Ognuno dei primi tre episodi (in onda alle 23.00 su Fox da lunedì 27 aprile, uno a settimana, cinquanta minuti di durata) si è concluso con attimi di pressante violenza: nel primo avviene al presente, sotto i nostri occhi; nel secondo se ne prospetta una sua imminente possibilità; nel terzo troveremo la traccia di una brutalità già avvenuta. Tutto rimane sospeso, in una serialità continuamente aperta, come Lost e la sua isola ’magica’ (qui i pezzi di Alessandro Izzi e Giampiero Francesca).

Ma non di solo sesso o amore si può vivere.
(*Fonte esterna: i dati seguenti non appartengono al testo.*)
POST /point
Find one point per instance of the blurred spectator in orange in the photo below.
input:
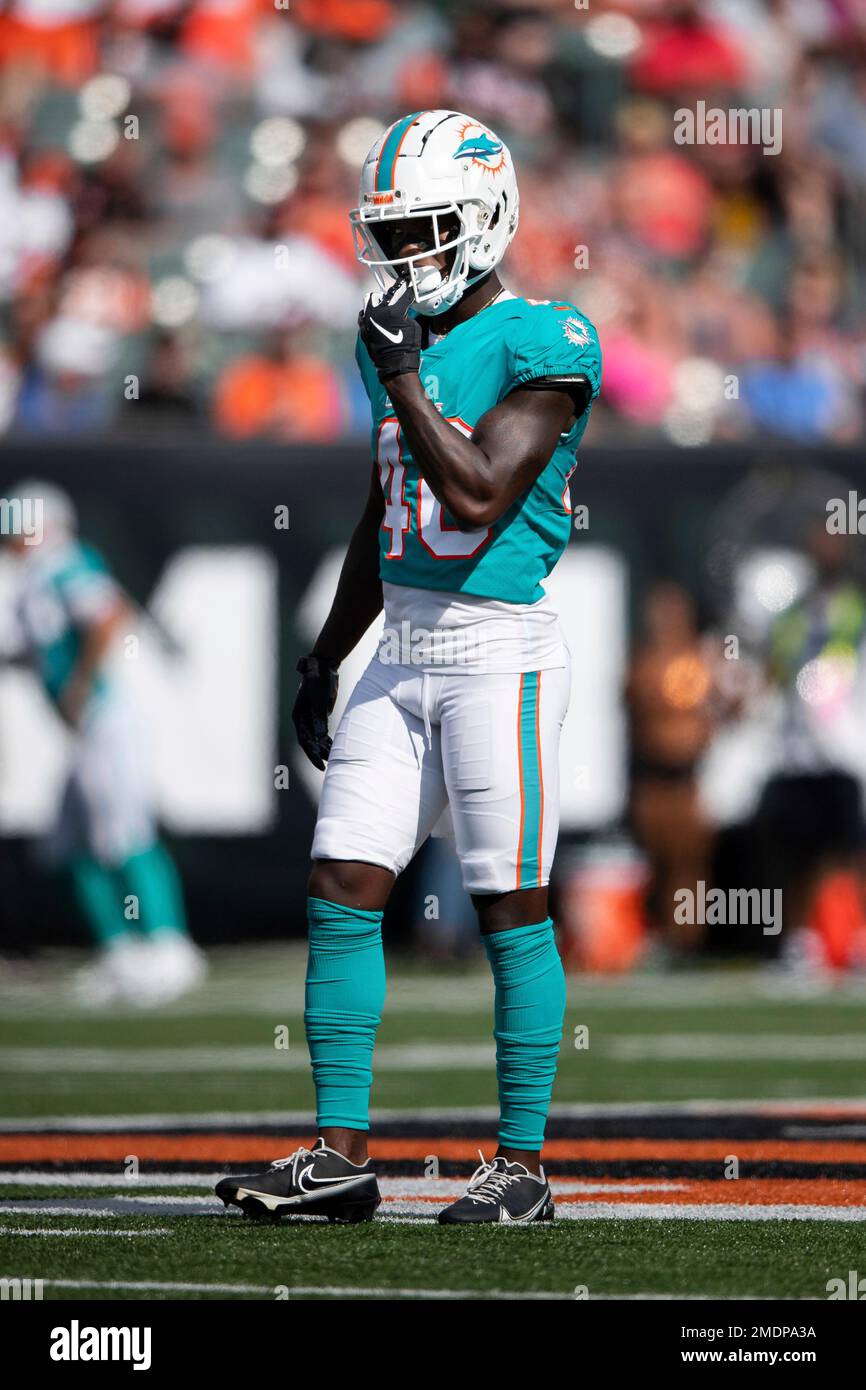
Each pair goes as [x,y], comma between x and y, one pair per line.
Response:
[281,394]
[670,705]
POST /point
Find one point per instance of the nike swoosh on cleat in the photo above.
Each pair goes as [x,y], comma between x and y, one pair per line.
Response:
[271,1201]
[395,338]
[327,1182]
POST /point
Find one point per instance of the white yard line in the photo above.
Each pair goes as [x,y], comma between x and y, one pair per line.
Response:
[435,1115]
[300,1290]
[121,1187]
[428,1057]
[81,1230]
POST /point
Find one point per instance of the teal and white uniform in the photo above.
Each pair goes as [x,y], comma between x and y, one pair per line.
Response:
[106,806]
[462,708]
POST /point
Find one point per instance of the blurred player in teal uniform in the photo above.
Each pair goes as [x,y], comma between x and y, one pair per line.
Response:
[478,402]
[70,615]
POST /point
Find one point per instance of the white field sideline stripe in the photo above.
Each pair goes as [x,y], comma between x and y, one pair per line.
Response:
[426,1214]
[300,1290]
[399,1186]
[667,1211]
[335,1292]
[68,1208]
[81,1230]
[430,1057]
[478,1114]
[392,1057]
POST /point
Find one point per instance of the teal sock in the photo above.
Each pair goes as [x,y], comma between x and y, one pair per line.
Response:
[152,877]
[100,897]
[342,1008]
[528,1023]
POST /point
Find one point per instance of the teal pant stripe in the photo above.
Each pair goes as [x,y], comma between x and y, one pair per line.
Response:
[344,1000]
[384,173]
[528,866]
[528,1023]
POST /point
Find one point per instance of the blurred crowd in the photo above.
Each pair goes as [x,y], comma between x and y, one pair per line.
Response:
[175,178]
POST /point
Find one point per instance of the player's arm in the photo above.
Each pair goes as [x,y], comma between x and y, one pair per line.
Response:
[356,603]
[359,591]
[97,637]
[478,478]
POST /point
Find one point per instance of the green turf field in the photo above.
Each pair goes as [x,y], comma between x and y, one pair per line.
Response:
[214,1069]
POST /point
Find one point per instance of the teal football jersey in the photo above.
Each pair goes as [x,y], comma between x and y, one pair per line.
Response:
[63,587]
[466,373]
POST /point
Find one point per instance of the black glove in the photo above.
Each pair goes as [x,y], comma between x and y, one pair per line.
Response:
[316,699]
[392,339]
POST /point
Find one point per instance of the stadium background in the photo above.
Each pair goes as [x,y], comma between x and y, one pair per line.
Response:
[178,295]
[180,291]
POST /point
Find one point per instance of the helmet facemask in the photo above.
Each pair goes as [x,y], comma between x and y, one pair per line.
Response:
[434,293]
E, difatti, True Blood ha sotteso come tema principale l’incontro tra le alterità – significato più ampio delle due parole appena citate - nella ricerca di una comunione generale, perché una minoranza veda riconosciuti i propri diritti (come nel recente cinema di impegno di Gus Van Sant, attraverso Milk, sacrificio di un corpo ai tempi dei mass-media): si tratta degli omosessuali? Dei neri? O di altri ’extra-comunitari’? Probabilmente la serie parla degli outsider, qualunque essi siano, come in un film di Van Sant, come in un qualsiasi horror, dove basilare è la figura dell’estraneo, o dell’escluso se si preferisce.
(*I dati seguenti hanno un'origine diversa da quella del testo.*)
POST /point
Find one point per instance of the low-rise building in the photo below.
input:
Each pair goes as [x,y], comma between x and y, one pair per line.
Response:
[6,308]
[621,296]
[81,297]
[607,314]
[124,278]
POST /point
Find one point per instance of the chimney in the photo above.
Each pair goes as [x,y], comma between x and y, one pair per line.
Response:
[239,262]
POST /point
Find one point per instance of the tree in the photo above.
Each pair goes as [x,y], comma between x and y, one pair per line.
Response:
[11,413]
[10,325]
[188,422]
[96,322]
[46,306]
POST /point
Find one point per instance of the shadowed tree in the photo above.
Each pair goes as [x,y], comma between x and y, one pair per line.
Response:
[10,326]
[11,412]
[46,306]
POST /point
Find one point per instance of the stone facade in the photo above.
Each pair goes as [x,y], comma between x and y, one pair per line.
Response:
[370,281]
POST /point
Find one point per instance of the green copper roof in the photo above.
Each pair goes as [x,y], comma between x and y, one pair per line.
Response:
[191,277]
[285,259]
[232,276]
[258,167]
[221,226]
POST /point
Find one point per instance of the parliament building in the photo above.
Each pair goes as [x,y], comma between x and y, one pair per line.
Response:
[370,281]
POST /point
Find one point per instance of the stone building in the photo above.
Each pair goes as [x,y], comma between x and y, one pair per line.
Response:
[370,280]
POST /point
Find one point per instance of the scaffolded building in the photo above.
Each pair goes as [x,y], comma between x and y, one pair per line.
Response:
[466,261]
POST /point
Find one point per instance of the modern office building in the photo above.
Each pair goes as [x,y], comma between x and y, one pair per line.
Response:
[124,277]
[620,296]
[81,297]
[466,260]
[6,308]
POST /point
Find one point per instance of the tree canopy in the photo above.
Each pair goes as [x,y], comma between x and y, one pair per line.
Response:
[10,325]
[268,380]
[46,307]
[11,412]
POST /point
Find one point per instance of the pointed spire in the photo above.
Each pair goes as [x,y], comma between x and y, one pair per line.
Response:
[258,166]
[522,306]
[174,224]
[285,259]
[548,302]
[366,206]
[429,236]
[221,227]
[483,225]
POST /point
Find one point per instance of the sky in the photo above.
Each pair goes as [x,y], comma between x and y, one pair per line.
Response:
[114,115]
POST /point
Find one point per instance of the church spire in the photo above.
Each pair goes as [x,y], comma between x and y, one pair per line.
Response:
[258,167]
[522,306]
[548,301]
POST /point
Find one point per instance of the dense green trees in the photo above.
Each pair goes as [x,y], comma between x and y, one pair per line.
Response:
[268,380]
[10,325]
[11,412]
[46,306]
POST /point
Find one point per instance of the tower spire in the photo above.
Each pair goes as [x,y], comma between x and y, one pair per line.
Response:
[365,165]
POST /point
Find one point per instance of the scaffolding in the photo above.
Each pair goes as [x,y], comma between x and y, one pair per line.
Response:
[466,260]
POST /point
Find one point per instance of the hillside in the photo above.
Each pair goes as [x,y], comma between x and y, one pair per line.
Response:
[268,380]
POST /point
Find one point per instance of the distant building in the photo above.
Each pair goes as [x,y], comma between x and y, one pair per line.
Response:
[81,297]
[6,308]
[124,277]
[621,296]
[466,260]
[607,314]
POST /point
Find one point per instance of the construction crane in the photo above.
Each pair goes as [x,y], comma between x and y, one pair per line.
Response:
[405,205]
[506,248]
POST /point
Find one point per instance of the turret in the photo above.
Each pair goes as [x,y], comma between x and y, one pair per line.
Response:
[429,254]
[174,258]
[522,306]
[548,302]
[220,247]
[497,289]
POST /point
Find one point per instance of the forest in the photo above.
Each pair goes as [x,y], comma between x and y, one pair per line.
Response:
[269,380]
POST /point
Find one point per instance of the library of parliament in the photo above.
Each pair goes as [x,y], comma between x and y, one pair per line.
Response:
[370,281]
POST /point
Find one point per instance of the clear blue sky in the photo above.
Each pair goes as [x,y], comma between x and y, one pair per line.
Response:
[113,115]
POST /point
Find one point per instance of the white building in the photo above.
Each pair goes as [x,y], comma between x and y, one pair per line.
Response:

E questa serie, che per ora brilla di equilibrio formale, si affida alle convenzioni, solo per il gusto di sfidarle. Così avviene per il sangue di vergine di Sookie e per il suo pressante desiderio che cresce assieme al pensiero di avere trovato finalmente qualcuno adatto a lei, fanciulla ancora più amorevole grazie a un sorriso dove fanno bella mostra di sé due incisivi inframezzati da una fessura, teneramente antiestetica e capace di richiamare alla mente canini ben più insidiosi, come a prefigurare fin dall’inizio un incontro, l’unico possibile. Mentre il personaggio più accattivante è la migliore amica della protagonista, l’afro Tara Thornton (Rutina Wesley), la quale unisce la giovinezza a una vita già vissuta, la stanchezza a una certa speranza, lei figlia di una ubriacona fervente religiosa, giovane caustica che con rabbia lotta contro le apparenze che la vorrebbero già marchiata a fuoco a causa del colore della pelle.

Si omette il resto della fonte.